An extremely good question. Is it possible to rest our poetics on a question. To think we can. I think we can –let the poetry move long after it has ended. To quote what I just read, “Why should I even write anything.” I just did. So there. Translate as needed. It feels like maybe I haven’t really said anything there/here with the some things I said…In these in between the lines, insistences, repetitions…getting at…an un-destination… To get at an un-defined space of between the lines. Is this reading between another way to say – that we are trying to use poetry to say the unsayable, to speak the unspeakable, the unexplainable? If that’s what poetry may be …what are we actually saying here?: “Yeah I know it’s unsayable in “regular” language?” So what’s regular? Even though I tried to make “reading between the lines” sound all fancy, that is a layperson’s phrase after all which brings me back to filtering class through everything it seems.

I’m curious when it’s said that a poet is “just” playing around with words. Does this mean that wordplay for poets is “just that” there is no deeper relationship to the cumulative effect of the repetition? I think I’m surprised by such a question. I think the cumulative effect does do something. That shouting across a loud room to be heard. Or maybe a quiet room with someone who heard you but didn’t hear you and said HUH? as in WAIT WHAT are you saying? Then there’s the strait, or bent up reason for repetition for me, of course, my hearing loss.

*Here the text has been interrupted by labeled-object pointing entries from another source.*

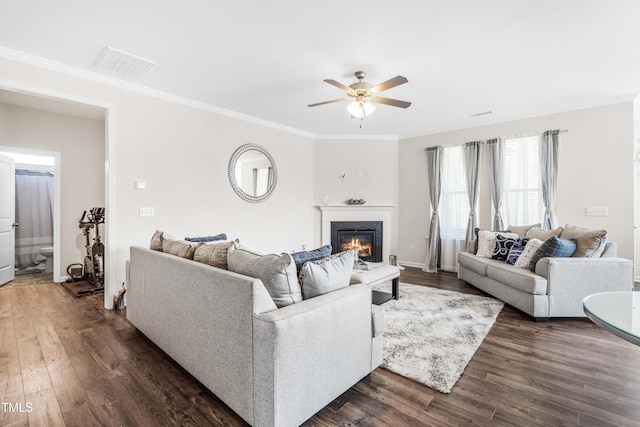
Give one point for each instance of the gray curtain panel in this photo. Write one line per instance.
(472, 157)
(549, 176)
(34, 213)
(434, 170)
(495, 151)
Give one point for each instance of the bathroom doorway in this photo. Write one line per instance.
(37, 215)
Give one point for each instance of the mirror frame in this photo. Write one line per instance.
(232, 173)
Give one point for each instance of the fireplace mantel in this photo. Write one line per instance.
(359, 213)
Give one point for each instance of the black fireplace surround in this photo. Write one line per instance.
(362, 236)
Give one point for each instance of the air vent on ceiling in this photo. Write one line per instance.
(484, 113)
(123, 64)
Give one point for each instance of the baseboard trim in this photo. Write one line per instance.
(411, 264)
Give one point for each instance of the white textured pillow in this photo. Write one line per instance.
(529, 251)
(539, 233)
(327, 275)
(277, 272)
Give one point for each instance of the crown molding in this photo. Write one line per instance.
(133, 87)
(359, 137)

It could be said my poetics practice and filmmaking practice are related. Is there a relationship between the lining up of images together to the lining of sentences or words together (even if are stuck with them?) Probably. And probably because of my hearing loss I “see” images and thoughts moving by like frames, more than I “hear” actual sounds or words. (Well, that is literally; internally is probably another story.) Yet, I do “hear” gaps and repetition simultaneously when I “see” them. Translating that to my filmmaking practice can mean a similarity when I shoot a recurring image or fade-outs over and over. These film effects could have something in common with how I “hear” tonal inflection even tho I may not hear all the words. So if I don’t hear all the words, in the way that film collects repeated images to be spliced together to make meaning, perhaps the use of repetition invites comparisons to such taping together of film frames (or words/sentences for poetry’s purposes). Though most of my films actually are “edited in camera”, which means I carefully shoot scene after scene intuitively or like jazz improvisation, and I don’t actually cut the film up afterwards. That could be said is same as what I’m doing in prose poems – with that internal rhythm that’s created – that hopefully should counter prose poem doubters who say the prose poem doesn’t do ENUF with the LINE…The same could be said for edited-in-camera doubters who say those of us who “edit in camera” don’t do ENUF with “editing”. It’s simply a different way of creating - A WAY OF SEEING, a phrase I’m borrowing from many a poet and filmmaker.

As I near the end of this essay, what does it truly mean to read between the lines? What exactly is the reading? What exactly are the lines? As a hearing impaired, working class queer, what does it mean for me to “read between the lines” and for others to “read me” between the(se) lines? To find “the official story”, how far we must “dig” and “re-read” to discover truths – even truths that could be right in our face? Perhaps poetry and film can be ways to do that.

And the next time someone tells you to “read between the lines” and to not “read into anything” ask yourself, what does that really mean?

About the Author:

Stephanie Gray is a poet-filmmaker known for Super 8 films and poetry that explore the experience of urban space, queerness, disability and class. She explores the mysterious ground between pop culture, fact, fiction and desire, while working between nostalgia, place and memory. She is the author of two poetry books, most recently, Shorthand and Electric Language Stars (Portable Press at Yo-Yo Labs, 2015), and four chapbooks, including Under the Surface (above/ground press, 2018) and A Country Road Going Back in Your Direction (Argos Books, 2015). Work also appears in the anthology How Lovely the Ruins (Spiegel & Grau/Random House, 2017).